The most pronounced swings are the downs that come with missing or cutting back on training. Some days you will even feel worse, which may lead you to ignoring rehab work because you feel that things have become utterly hopeless.

Do your best to keep an even keel over the course of your recuperation through both the highs and the lows so that you can come off the IR in a timely manner.

2. Rehab takes place outside of the therapist’s office too.

It can be tempting to test the limits of your injuries, especially on those days where you are feeling even better than usual. Be intelligent about the lifestyle decisions you are making outside of your rehab work so that you can facilitate a faster recovery.

Things like sleep, nutrition, extra-curricular activities on the weekends, will all assist in determining how fast you heal up or not.

3. Be determined to come back even stronger.

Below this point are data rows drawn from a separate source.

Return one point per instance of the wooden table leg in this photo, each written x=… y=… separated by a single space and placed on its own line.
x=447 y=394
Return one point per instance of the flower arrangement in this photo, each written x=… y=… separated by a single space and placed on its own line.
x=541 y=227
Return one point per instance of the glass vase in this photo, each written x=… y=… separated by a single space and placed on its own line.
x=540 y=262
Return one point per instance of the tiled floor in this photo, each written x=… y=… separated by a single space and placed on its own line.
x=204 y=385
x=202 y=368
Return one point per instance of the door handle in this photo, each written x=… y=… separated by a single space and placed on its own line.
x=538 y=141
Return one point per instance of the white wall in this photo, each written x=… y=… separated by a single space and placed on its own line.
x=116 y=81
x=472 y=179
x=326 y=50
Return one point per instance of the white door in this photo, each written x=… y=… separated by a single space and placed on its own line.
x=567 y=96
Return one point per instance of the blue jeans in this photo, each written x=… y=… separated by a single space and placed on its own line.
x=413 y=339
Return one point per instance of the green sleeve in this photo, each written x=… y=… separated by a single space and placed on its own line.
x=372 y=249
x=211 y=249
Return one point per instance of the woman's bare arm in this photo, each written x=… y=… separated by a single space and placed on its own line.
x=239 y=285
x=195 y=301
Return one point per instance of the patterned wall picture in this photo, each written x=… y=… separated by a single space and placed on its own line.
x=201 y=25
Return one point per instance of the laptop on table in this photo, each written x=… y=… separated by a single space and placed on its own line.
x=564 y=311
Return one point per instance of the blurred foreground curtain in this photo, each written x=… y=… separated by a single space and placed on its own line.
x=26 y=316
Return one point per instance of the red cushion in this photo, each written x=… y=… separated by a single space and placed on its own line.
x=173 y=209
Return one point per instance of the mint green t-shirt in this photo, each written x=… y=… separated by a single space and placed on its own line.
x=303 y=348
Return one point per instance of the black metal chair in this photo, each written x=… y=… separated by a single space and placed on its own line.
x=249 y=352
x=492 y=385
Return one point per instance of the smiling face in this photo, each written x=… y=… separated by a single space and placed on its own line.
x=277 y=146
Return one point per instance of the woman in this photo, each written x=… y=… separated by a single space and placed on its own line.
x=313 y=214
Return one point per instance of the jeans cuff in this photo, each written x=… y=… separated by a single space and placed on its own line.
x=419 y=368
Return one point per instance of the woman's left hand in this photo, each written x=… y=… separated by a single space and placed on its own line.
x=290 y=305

Yes, it totally and completely blows that you are injured. But guess what? It happens to everyone, including the best swimmers in the world.

Ryan Lochte tore his MCL and strained his ACL just last fall. Michael Phelps broke his wrist less than a year out from the Beijing Olympics. James Magnussen, the fastest 100m freestyler in the history of the sport in a textile, has lived with a degenerative back disease for a number of years.

What matters not necessarily is what happens to you, but how you decide to deal with, and how you decide to come back from it.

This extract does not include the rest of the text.